The evaluation is computed on Top-K recommendation lists (default K = 10).

In [None]:
mf.evaluate(test_set)

Build DP schema on dataset

Before feeding our recommender, we preprocess the dataset by measuring noisy versions of some global effects. In detail we measure:
* a differentially private version of the global average
* a differentially private version of the item averages
* a differentially private version of the user averages

Finally, we clamp the resulting ratings

This preprocessing is proven to allow deriving more accurate predictions when using the MF approach

In [None]:
def privatize_global_effects(ratings, b_m, b_u, eps_global_avg, eps_item_avg, eps_user_avg, clamping):
    min_rating = ratings['rating'].min()
    max_rating = ratings['rating'].max()
    delta_r = max_rating - min_rating

    # Measure the noisy version

    global_average_item = (ratings['rating'].sum() + np.random.laplace(scale=(delta_r / eps_global_avg))) / len(ratings)

    item_sets = ratings.groupby('movieId')['rating']
    i_avg = (item_sets.sum() + b_m * global_average_item + np.random.laplace(scale=(delta_r / eps_item_avg),
                                                                             size=len(item_sets))) / (
                        item_sets.count() + b_m)
    i_avg = np.clip(i_avg, min_rating, max_rating)

    merged = ratings.join(i_avg, on=['movieId'], lsuffix='_x', rsuffix='_y')

    merged['rating'] = merged['rating_x'] - merged['rating_y']
    merged = merged.drop(columns=['rating_x', 'rating_y'], axis=1)

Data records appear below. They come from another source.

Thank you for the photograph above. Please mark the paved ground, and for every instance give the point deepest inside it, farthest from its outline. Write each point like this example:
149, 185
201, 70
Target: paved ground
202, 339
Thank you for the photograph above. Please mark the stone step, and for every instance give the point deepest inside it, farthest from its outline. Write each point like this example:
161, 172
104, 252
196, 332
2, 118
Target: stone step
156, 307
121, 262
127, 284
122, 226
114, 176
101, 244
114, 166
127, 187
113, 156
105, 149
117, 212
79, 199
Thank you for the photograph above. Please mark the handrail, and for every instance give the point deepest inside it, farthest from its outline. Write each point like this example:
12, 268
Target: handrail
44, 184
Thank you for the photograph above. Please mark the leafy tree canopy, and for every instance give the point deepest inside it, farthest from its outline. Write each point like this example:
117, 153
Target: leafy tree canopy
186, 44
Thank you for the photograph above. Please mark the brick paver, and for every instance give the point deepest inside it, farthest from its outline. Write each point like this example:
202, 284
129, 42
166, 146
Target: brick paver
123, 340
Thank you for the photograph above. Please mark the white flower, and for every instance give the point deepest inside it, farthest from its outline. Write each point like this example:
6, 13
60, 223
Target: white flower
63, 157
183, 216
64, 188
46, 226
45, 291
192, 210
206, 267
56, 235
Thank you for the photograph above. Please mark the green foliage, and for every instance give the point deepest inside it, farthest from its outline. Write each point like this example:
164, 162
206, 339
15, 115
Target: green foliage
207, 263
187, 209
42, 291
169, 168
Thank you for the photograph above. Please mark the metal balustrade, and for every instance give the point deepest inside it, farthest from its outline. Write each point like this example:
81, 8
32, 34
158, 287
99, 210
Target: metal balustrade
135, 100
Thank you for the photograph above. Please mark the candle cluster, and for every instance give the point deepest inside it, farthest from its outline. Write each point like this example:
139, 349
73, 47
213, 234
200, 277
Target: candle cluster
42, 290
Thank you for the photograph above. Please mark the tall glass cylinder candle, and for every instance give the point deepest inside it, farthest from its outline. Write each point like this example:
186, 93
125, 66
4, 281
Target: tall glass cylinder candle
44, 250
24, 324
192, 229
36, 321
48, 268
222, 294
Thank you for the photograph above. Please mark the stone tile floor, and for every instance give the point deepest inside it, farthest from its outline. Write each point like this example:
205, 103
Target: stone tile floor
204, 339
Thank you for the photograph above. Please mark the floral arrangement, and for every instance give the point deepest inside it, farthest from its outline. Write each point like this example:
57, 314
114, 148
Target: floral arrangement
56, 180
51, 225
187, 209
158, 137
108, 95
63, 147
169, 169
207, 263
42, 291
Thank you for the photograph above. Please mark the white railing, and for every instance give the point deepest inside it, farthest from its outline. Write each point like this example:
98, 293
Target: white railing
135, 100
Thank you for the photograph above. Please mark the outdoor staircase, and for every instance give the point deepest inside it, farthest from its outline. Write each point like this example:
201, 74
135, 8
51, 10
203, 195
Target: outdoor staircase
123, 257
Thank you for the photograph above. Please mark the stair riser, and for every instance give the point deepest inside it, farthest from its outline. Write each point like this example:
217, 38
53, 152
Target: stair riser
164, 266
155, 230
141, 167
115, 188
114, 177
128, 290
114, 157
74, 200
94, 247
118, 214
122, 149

    global_average_user = (merged['rating'].sum() + np.random.laplace(scale=(delta_r / eps_global_avg))) / len(merged)

    user_sets = merged.groupby('userId')['rating']
    u_avg = (user_sets.sum() + b_u * global_average_user + np.random.laplace(scale=(delta_r / eps_user_avg))) / (
                user_sets.count() + b_u)
    u_avg = np.clip(u_avg, -2, 2)  # Valore dal paper

    preprocessed_ratings = merged.join(u_avg, on=['userId'], lsuffix='_x', rsuffix='_y')

    preprocessed_ratings['rating'] = preprocessed_ratings['rating_x'] - preprocessed_ratings['rating_y']
    preprocessed_ratings = preprocessed_ratings.drop(columns=['rating_x', 'rating_y'], axis=1)
    preprocessed_ratings['rating'] = np.clip(preprocessed_ratings['rating'], -clamping, clamping)

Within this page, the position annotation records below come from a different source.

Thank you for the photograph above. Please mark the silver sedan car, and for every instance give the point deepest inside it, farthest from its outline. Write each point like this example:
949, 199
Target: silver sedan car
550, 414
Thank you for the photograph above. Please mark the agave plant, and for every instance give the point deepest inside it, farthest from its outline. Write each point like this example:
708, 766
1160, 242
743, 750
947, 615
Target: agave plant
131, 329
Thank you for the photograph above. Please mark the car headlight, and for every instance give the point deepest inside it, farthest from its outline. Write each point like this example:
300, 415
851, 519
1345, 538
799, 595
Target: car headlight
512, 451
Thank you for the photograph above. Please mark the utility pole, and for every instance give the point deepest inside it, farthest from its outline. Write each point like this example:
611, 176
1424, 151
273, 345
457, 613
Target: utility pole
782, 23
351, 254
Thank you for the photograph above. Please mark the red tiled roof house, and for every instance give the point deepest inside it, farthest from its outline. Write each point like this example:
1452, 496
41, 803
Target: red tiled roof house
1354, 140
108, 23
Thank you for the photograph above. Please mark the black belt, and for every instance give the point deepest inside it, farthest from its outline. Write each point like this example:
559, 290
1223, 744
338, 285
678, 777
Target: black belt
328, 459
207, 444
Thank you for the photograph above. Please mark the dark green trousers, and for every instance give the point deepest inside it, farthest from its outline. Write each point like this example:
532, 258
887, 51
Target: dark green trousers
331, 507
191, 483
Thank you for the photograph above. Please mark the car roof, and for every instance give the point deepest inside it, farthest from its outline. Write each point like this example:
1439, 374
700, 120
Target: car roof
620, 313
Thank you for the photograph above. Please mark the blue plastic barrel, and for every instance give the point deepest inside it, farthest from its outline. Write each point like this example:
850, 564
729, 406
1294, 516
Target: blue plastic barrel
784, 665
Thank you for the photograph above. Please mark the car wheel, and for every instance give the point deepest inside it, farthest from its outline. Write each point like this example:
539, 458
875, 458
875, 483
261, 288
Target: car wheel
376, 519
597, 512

    return preprocessed_ratings, i_avg, u_avg

#### Train model with preprocessed data within DP on train schema

In [None]:
b_m = 1
b_u = 1
eps_global_avg = 1
eps_item_avg = 1
eps_user_avg = 1
clamping = 1

preproc_train_set, i_avg, u_avg = privatize_global_effects(train_set, b_m, b_u, eps_global_avg, eps_item_avg,
                                                           eps_user_avg, clamping)

mf_dp_data = MF(train_set, maps, f, relevance=4, i_avg=i_avg, u_avg=u_avg)

#### Evaluate the performance with this DP schema

In [None]:
mf_dp_data.train(lr, beta, epochs)
mf_dp_data.evaluate(test_set)

#### Train model with DP schema during training phase

In [None]:
mf_dp_train = MF(train_set, maps, f, relevance=4, i_avg=i_avg, u_avg=u_avg)

mf_dp_data.train_laplace_dp(lr, beta, epochs, 10)

#### Evaluate the performance

In [None]:
mf_dp_data.evaluate(test_set)